Suatu saat ketika beliau baru saja keluar dari masjid, seorang laki-laki menemuinya dan mencacinya dengan sedemikian kerasnya. Spontan orang-orang di sekitarnya, baik budak-budak dan tuan-tuannya, bersegera ingin menghakimi orang tersebut, akan tetapi beliau mencegahnya. Beliau hanya berkata, "Tunggulah sebentar orang laki-laki ini." Sesudah itu beliau menghampirinya dan berkata kepadanya, "Apa yang engkau tidak ketahui dari diriku lebih banyak lagi. Apakah engkau butuh sesuatu sehingga saya dapat membantumu?." Orang laki-laki itu merasa malu. Beliau lalu memberinya 1000 dirham. Maka berkata laki-laki itu, "Saya bersaksi bahwa engkau adalah benar-benar cucu Rasulullah." Beliau berkata, "Kami ini ahlul bait, jika sudah memberi, pantang untuk menginginkan balasannya."
Beliau sempat hidup bersama kakeknya, Al-Imam Ali bin Abi Thalib, selama 2 tahun, bersama pamannya, Al-Imam Hasan, 10 tahun, dan bersama ayahnya, Al-Imam Husain, 11 tahun (semoga Allah meridhoi mereka semua). Beliau setiap malamnya memangkul sendiri sekarung makanan diatas punggungnya dan menyedekahkan kepada para fakir miskin di kota Madinah. Beliau berkata, "Sesungguhnya sedekah yang sembunyi-sembunyi itu dapat memadamkan murka Tuhan."
Muhammad bin Ishaq berkata, "Sebagian dari orang-orang Madinah, mereka hidup tanpa mengetahui dari mana asalnya penghidupan mereka.
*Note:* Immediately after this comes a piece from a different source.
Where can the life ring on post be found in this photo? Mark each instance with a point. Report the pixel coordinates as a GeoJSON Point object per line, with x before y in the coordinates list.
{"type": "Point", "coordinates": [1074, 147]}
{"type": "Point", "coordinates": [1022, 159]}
Pada saat Ali bin Al-Husain wafat, mereka tak lagi mendapatkan penghidupan itu."
Beliau jika meminjamkan uang, tak pernah meminta kembali uangnya. Beliau jika meminjamkan pakaian, tak pernah meminta kembali pakaiannya. Beliau jika sudah berjanji, tak mau makan dan minum, sampai beliau dapat memenuhi janjinya. Ketika beliau berhaji atau berperang mengendarai tunggangannya, beliau tak pernah memukul tunggangannya itu. Manaqib dan keutamaan-keutamaan beliau tak dapat dihitung, selalu dikenal dan dikenang, hanya saja kami meringkasnya disini. Beliau meninggal di kota Madinah pada tanggal 18 Muharrom 94 H, dan disemayamkan di pekuburan Baqi', dekat makam dari pamannya, Al-Imam Hasan, yang disemayamkan di qubah Al-Abbas. Beliau wafat dengan meninggalkan 11 orang putra dan 4 orang putri. Adapun warisan yang ditinggalkannya kepada mereka adalah ilmu, kezuhudan dan ibadah.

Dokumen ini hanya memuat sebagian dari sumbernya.